I drove from Chicago to Atlanta with my mom, who had flown into Chicago for the trip from her home at the time in Raleigh, NC. It was raining when we arrived. I remember thinking within the first hour of being there that I hated it. Not good. I had a long three years ahead of me before I got my degree. I'd better start liking something about the town, and quick.

I eventually found a house to rent, and met some great people there. School was cool. Although I was generally older than most of the students, I found people to relate to. I dated Mike Skutchan (now Eaden) for three years. Although that relationship went down in flames, we have now come to some level of friendship via Facebook, which is nice.

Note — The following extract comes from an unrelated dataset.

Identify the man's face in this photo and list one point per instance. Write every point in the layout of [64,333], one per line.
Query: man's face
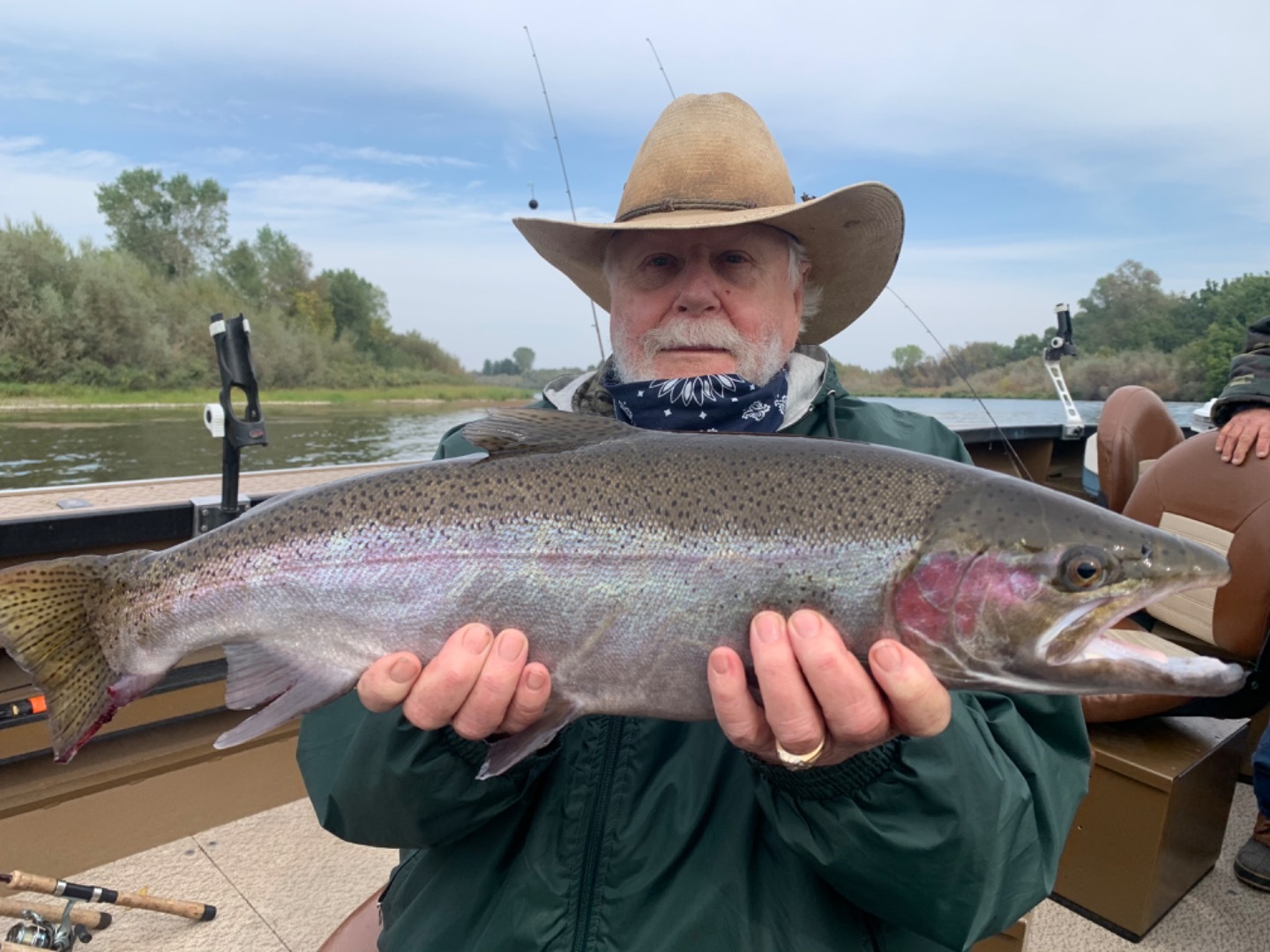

After I got my BFA in Photography (1994 - nine years after graduating from ETHS), I did what all good art students do - I got a job at a coffee house. The owner was a people-user, but it kept me afloat financially for the most part. It helped that we served food which wasn't tracked. I got really tired of the menu there. Eventually the free food wasn't cutting it, so I quit.

I met another boy, and developed a crush on him. He was working at a small ISP called MindSpring and they needed someone to answer phones while their usual guy was on vacation. It was a two week gig, but it would pay me better than the cafe. And I'd get to work with Kevin. So I took it. I had also applied at another tech company as an HTML coder. But their environment seemed toxic to me. MindSpring, on the other hand, was heaven. I had to convince them to hire me (I had no previous tech experience), and somehow I landed a job with them after those first two weeks.

I was hired into Tech Support and had a perfectly vertical learning "curve" to deal with. Thank god for people like Norbert, Galen, Tripp, Sudish, and John Nixon. I never would have gotten as far as I did at MindSpring without their help.

So that ends the first 10 years out of high school for me.